Photo Courtesy of Aki Gallery
Fan, whose Towards a Dreamy and Glittery Place — Yang-Tsung Fan Solo Exhibition (前往迷離閃爍的地方.范揚宗個展) runs through July 3, will present 17 new works from his Inside the Car (車內) series and six pieces from the Night Life (夜店) series. The latter will be presented on the third floor of the gallery with neon lights to simulate a nightclub environment. DJ M@rio will perform at the opening, which starts at 6pm on Saturday.
In one of the Night Life paintings, a female go-go dancer is seen hanging upside down from a pole on the left half of the painting while six buff men dance under a disco light on the right. In one Inside the Car painting, a view through a car windshield shows several betel nut vending stalls on a rainy day.
“My paintings are about city life because that’s what fascinates me,” Fan told the Taipei Times last week. “Nightclubs, driving, washing your car and mowing the lawn are all scenes particular to the urban landscape.”
In the Night Life series, figures of male homosexual couples and sometimes heterosexual couples hug under glittering disco lights in search of warmth and human connection. The glossy surface and geometric shapes give the works a psychological tension.
“Nightclubs are places where people temporary let go of their inhibitions and find solace in one another,” Fan said. “However, I’m not wholesale gung-ho about these places. Some of the figures are shown drunk or sitting alone.”
Fan’s Car Wash (洗車) and Mowing (割草) paintings employ huge blocks of evenly applied colors and geometric shapes combined with fluid human figures, in a style that is somewhat reminiscent of British painter David Hockney.
“I became obsessed with Hockney in my sophomore year in college and have been trying to shake off his influence ever since,” Fan said.
Despite the stylistic resemblance to Hockney, Fan’s thematic concerns are decidedly local and centered on Taiwan. A native of Hsinchu, Fan has lived in Taipei for 11 years and currently lives in the artist-populated area of Bali District (八里). His life and artistic vision are divided between the two extremes of the glamorous, sexualized world of Taipei nightclubs and the down-and-dirty suburb of Bali. The commuting experience gave birth to his Car Wash and the new Inside the Car series.
“I like to observe people from a safe distance, such as from behind my driving wheel or in the darkness of nightclubs,” Fan explained. “This distance makes me safe to observe human behaviors.”

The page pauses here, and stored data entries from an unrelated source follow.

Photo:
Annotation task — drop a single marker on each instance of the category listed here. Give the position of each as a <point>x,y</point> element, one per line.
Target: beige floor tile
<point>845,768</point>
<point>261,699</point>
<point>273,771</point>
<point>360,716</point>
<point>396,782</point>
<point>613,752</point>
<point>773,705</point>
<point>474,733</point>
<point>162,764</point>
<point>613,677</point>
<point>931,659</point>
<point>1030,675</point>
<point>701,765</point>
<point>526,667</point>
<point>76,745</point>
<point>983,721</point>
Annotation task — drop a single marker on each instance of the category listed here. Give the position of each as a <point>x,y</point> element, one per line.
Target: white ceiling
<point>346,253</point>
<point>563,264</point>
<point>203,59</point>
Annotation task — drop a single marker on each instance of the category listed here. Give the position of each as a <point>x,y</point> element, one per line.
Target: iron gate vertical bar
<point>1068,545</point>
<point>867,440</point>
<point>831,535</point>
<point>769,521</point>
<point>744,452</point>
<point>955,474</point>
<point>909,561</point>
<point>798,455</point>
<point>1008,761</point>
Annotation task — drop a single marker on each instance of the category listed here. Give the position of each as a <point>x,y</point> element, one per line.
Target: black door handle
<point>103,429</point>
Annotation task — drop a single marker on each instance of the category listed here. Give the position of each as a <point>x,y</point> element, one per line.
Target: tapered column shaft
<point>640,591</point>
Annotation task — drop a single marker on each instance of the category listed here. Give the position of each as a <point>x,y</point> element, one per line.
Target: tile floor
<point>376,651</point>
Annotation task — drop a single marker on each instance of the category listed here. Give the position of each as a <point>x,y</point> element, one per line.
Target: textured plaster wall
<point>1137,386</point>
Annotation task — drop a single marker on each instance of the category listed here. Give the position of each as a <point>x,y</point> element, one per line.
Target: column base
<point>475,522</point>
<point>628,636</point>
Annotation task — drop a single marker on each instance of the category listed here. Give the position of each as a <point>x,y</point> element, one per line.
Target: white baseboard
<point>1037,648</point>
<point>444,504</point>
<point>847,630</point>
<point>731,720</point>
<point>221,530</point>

Fan’s status as an outsider in the capital gives him a fresh perspective on some things that many Taipei residents might take for granted.
“I come from a small town where my home is perched in the middle of the farming field,” Fan said. “The city fascinates me.”
The 29-year-old painter won the Young Art Award at last month’s Young Art Taipei exhibition for one of his new paintings from the Inside the Car series. Fan won an honorable mention in the Taipei Arts Award and an award at the Exhibition of New Perspective Art in Taiwan, both in 2007.